We employed high-throughput microarray-based method for genome-wide DNA methylation profile using Illumina Infinium HumanMethylation450 BeadChip arrays. For this analysis, we used eight UC samples and three normal control colonic tissues from patients and obtained genomic DNA from biopsies. Differential methylated signal in UC were analyzed using bioinformatics tools. We also validated our candidate genes in an independent UC sample panel by MSP or bisulfite sequencing analyses.

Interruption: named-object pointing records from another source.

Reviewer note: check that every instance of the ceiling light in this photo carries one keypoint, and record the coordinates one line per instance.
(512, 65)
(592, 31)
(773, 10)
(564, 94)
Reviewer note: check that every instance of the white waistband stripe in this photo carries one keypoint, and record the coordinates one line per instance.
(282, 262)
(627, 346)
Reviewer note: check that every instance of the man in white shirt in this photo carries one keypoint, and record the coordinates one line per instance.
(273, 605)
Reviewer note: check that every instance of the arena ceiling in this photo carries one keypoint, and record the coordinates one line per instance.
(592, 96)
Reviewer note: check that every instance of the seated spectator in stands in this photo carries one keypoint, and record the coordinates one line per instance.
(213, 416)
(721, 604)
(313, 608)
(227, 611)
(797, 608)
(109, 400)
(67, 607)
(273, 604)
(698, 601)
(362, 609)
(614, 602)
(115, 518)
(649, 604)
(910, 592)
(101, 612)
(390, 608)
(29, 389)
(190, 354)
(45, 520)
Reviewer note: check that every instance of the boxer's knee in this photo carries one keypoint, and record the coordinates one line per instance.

We have identified new 70 hypermethylated genes in UC samples compared with normal controls. Surprisingly, these genes are already highly methylated in colon cancer cell lines. More interestingly, new 12 (STC2, TTC33, MYO1E, USH2A, C9orf3, FOXP2, ALOXE3, AGTR1, KLK11, PECI,HSPB6, and HS3ST3B1) out of 70 genes are hypermethylated in UC patient samples and colon cancer patients. We report first here that these genes are hypermethylated in UC patients. In addition, since we have two different groups of UC samples based on disease duration, differential methylation pattern identified clinical correlation loci in our UC samples. With our candidate hypermethylated genes in UC samples, several biological pathways are involved each other.
Our genome-wide approach could contribute to identify UC specifically hypermethylated genes therefore these genes could be great use of prognostic biomarker for this disease and also to understand biological pathogenesis of IBD disease.